In both cases, there is, on average, 25% chance to claim a loss. But on the left, there is more heterogeneity, more dispersion. To illustrate, I used the arrow, which is a classical 90% interval : 90% of the individuals have a probability to claim a loss in that interval. (here 10%-40%), 5% are below 10% (low risk), and 5% are above 40% (high risk). Later on, we will say that we have 25% on average, with a dispersion of 30% (40% minus 10%). On the right, it’s more 25% on average, with a dispersion of of 15%. What I call dispersion is the difference between the 95% and the 5% quantiles.

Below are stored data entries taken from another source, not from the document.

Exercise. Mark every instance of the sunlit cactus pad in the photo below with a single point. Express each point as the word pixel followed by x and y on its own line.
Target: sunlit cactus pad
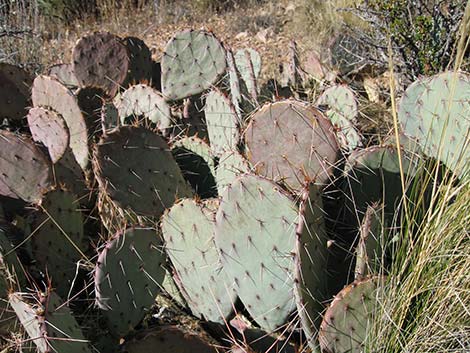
pixel 291 142
pixel 193 61
pixel 128 276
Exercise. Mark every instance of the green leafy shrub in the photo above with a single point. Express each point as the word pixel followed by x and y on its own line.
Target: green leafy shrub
pixel 424 33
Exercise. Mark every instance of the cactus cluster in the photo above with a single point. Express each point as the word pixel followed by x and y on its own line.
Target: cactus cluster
pixel 107 196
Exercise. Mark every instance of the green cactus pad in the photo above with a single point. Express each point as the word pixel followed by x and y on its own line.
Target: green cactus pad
pixel 248 63
pixel 371 244
pixel 109 117
pixel 140 61
pixel 128 277
pixel 408 109
pixel 196 161
pixel 234 82
pixel 11 269
pixel 49 323
pixel 373 175
pixel 188 229
pixel 25 169
pixel 223 125
pixel 193 61
pixel 50 93
pixel 255 233
pixel 444 107
pixel 64 74
pixel 101 60
pixel 342 111
pixel 169 339
pixel 15 85
pixel 347 321
pixel 291 142
pixel 143 100
pixel 311 269
pixel 135 167
pixel 49 128
pixel 90 100
pixel 231 165
pixel 58 242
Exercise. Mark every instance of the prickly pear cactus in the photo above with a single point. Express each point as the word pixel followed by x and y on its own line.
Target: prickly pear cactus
pixel 231 165
pixel 188 230
pixel 248 63
pixel 26 171
pixel 128 276
pixel 11 269
pixel 342 111
pixel 311 266
pixel 169 339
pixel 371 245
pixel 223 125
pixel 255 233
pixel 140 61
pixel 49 128
pixel 234 83
pixel 373 175
pixel 64 74
pixel 291 142
pixel 347 321
pixel 101 60
pixel 58 242
pixel 15 85
pixel 109 117
pixel 50 93
pixel 142 100
pixel 441 122
pixel 134 166
pixel 193 61
pixel 197 164
pixel 49 323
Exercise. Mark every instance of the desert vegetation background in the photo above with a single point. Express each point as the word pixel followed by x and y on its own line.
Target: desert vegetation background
pixel 378 47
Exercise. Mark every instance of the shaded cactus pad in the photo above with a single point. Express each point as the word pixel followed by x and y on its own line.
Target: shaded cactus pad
pixel 128 276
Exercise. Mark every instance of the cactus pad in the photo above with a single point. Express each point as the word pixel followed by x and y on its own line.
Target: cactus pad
pixel 49 128
pixel 231 165
pixel 64 74
pixel 50 93
pixel 195 159
pixel 169 339
pixel 143 100
pixel 442 124
pixel 291 142
pixel 101 60
pixel 140 61
pixel 348 318
pixel 256 234
pixel 25 170
pixel 15 85
pixel 49 324
pixel 109 117
pixel 373 175
pixel 222 123
pixel 128 277
pixel 193 61
pixel 248 63
pixel 188 229
pixel 58 242
pixel 311 263
pixel 134 166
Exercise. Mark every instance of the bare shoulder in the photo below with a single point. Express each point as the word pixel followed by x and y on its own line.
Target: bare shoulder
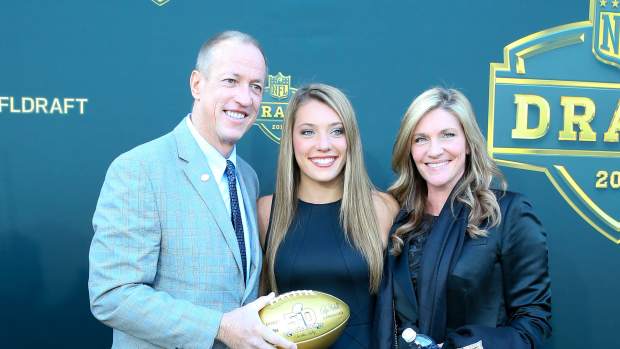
pixel 386 208
pixel 263 206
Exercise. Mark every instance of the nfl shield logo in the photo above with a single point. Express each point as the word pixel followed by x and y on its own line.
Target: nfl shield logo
pixel 279 85
pixel 606 31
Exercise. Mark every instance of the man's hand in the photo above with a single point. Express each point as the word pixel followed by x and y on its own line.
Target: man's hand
pixel 242 328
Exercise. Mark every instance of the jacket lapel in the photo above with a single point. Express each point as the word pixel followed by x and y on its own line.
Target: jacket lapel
pixel 256 256
pixel 195 167
pixel 403 287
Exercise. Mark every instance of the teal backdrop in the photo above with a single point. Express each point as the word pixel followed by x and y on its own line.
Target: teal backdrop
pixel 120 70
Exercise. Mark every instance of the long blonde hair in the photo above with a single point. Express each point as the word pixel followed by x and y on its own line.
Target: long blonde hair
pixel 357 215
pixel 473 189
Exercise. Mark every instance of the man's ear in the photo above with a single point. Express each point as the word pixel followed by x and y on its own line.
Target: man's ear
pixel 194 83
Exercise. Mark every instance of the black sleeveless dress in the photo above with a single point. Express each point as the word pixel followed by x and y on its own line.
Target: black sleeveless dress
pixel 316 256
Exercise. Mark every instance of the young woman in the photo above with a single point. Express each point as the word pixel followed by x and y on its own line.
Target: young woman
pixel 326 227
pixel 468 264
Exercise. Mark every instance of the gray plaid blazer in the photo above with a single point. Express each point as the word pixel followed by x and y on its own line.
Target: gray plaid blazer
pixel 164 260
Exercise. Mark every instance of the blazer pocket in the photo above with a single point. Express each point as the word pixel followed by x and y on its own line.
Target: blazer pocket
pixel 478 241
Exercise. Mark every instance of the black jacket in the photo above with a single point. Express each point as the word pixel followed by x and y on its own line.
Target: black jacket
pixel 498 292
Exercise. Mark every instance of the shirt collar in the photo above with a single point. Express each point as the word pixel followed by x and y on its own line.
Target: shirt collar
pixel 217 162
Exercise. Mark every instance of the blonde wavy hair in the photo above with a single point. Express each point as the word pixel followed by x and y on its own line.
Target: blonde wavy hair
pixel 357 215
pixel 473 189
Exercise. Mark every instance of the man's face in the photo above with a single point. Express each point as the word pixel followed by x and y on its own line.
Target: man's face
pixel 228 96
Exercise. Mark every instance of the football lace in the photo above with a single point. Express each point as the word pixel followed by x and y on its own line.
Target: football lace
pixel 292 294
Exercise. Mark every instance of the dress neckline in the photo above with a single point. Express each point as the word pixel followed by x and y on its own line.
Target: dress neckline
pixel 324 204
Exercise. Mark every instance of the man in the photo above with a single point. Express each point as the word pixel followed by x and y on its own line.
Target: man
pixel 175 259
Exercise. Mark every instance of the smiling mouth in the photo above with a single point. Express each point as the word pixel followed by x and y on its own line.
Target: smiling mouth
pixel 235 115
pixel 437 164
pixel 323 162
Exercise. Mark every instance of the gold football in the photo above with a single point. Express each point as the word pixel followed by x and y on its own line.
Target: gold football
pixel 311 319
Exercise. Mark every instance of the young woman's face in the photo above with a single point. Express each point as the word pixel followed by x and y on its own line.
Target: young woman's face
pixel 319 143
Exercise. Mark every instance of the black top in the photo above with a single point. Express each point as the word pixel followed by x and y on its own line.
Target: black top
pixel 315 255
pixel 498 292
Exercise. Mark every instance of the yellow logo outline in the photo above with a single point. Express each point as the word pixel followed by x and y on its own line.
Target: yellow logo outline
pixel 562 177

Consider now some dataset, with Bernoulli variables y, drawn with those probabilities p(\omega). Then, let us assume that we are able to get a perfect model : I do not estimate a model based on some covariates, here, I assume that I know perfectly the probability (which is true, because I did generate those data). More specifically, to generate a vector of probabilities, here I use a Beta distribution with a given mean, and a given variance (to capture the heterogeneity I mentioned above)

a=m*(m*(1-m)/v-1) b=(1-m)*(m*(1-m)/v-1) p=rbeta(n,a,b) |

from those probabilities, I generate occurences of claims, or deaths,

Y=rbinom(n,size = 1,prob = p) |

Then, I compute the AUC of my “perfect” model,

auc.tmp=performance(prediction(p,Y),"auc") |

And then, I will generate many samples, to compute the average value of the AUC. And actually, we can do that for many values of the mean and the variance of the Beta distribution. Here is the code

library(ROCR) n=1000 ns=200 ab_beta = function(m,inter){ a=uniroot(function(a) qbeta(.95,a,a/m-a)-qbeta(.05,a,a/m-a)-inter, interval=c(.0000001,1000000))$root b=a/m-a return(c(a,b)) } Sim_AUC_mean_inter=function(m=.5,i=.05){ V_auc=rep(NA,ns) b=-1 essai = try(ab<-ab_beta(m,i),TRUE) if(inherits(essai,what="try-error")) a=-1 if(!inherits(essai,what="try-error")){ a=ab[1] b=ab[2] } if((a>=0)&(b>=0)){ for(s in 1:ns){ p=rbeta(n,a,b) Y=rbinom(n,size = 1,prob = p) auc.tmp=performance(prediction(p,Y),"auc") V_auc[s]=as.numeric(auc.tmp@y.values)} L=list(moy_beta=m, var_beat=v, q05=qbeta(.05,a,b), q95=qbeta(.95,a,b), moy_AUC=mean(V_auc), sd_AUC=sd(V_auc), q05_AUC=quantile(V_auc,.05), q95_AUC=quantile(V_auc,.95)) return(L)} if((a<0)|(b<0)){return(list(moy_AUC=NA))}} Vm=seq(.025,.975,by=.025) Vi=seq(.01,.5,by=.01) V=outer(X = Vm,Y = Vi, Vectorize(function(x,y) Sim_AUC_mean_inter(x,y)$moy_AUC)) library("RColorBrewer") image(Vm,Vi,V, xlab="Probability (Average)", ylab="Dispersion (Q95-Q5)", col= colorRampPalette(brewer.pal(n = 9, name = "YlGn"))(101)) contour(Vm,Vi,V,add=TRUE,lwd=2) |

On the *x*-axis, we have the average probability to claim a loss. Of course, there is a symmetry here. And on the *y*-axis, we have the dispersion : the lower, the less heterogeneity in the portfolio. For instance, with a 30% chance to claim a loss on average, and 20% dispersion (meaning that in the portfolio, 90% of the insured have between 20% and 40% chance to claim a loss, or 15% and 35% chance), we have on average a 60% AUC. With a perfect model ! So with only a few covariates, having 55% should be great !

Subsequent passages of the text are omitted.